Sebagai informasi, ASIK adalah Aplikasi Sehat Indonesiaku, sebuah platform digital dari Kementerian Kesehatan (Kemenkes) untuk tenaga kesehatan dalam mencatat serta memantau data kesehatan masyarakat secara digital. Selain itu, keberadaan jaringan Internet juga memudahkan dinas kesehatan dalam melakukan aktivitas kampanye kesehatan di media sosial, mulai dari Facebook sampai Youtube.
Dinas Kesehatan juga bisa mendeteksi adanya fenomena kesehatan di masyarakat untuk kemudian ditangani lebih cepat, berbekal dukungan data yang lebih lengkap. Contohnya saat meningkatnya kasus scabies yang terjadi akhir-akhir ini.
Dia menambahkan, jaringan komunikasi juga memungkinkan pihak rumah sakit dan puskesmas membentuk kelompok diskusi online dan layanan online. "Jadi kalau ada apa-apa bisa tahu lebih cepat," kata dia.
Kemudahan layanan kesehatan karena internet juga dirasakan Ningsih, seorang perawat di UPTD Puskesmas Seba, Kabupaten Sabu Raijua. Seiring adanya ASIK dan digitalisasi, maka proses pendaftaran pasien hingga skrining dan diagnosa hanya membutuhkan waktu 5-10 menit.
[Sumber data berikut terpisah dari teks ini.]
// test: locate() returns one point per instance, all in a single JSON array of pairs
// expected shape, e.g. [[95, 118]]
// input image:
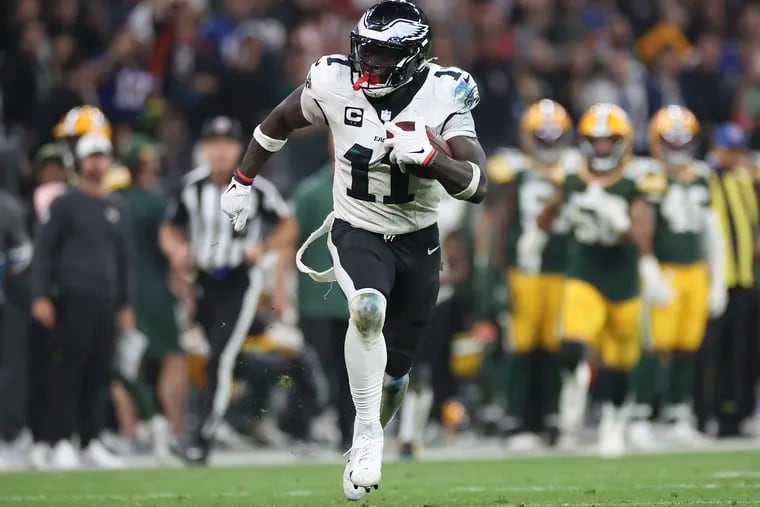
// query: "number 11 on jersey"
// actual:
[[360, 158]]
Hal ini sangat berbeda jika proses dilakukan secara manual yang membutuhkan waktu hingga 15-30 menit.
Di samping itu, adanya Rekam Medis Elektronik (RME) yang dapat diakses melalui internet membuat data pasien tersimpan secara elektronik. Alhasil, ketika pasien hendak memeriksa kesehatan lagi di lain waktu, data sudah tersedia dan akan memudahkan petugas dalam mengecek catatan riwayat kesehatan.
Kisah Nelcy, Ningsih, para tenaga kesehatan, hingga pada ibu dan anak yang selamat berkat akses internet menjadi penanda bahwa teknologi tersebut telah menjadi penghubung yang mendekatkan harapan, memperpendek jarak, serta memperpanjang usia.
Internet kini telah menjadi tangan-tangan tak terlihat yang bekerja sepanjang hari dalam menghubungkan masyarakat di wilayah 3T dengan pertolongan dan mampu menghadirkan layanan kesehatan yang inklusif di seluruh Indonesia.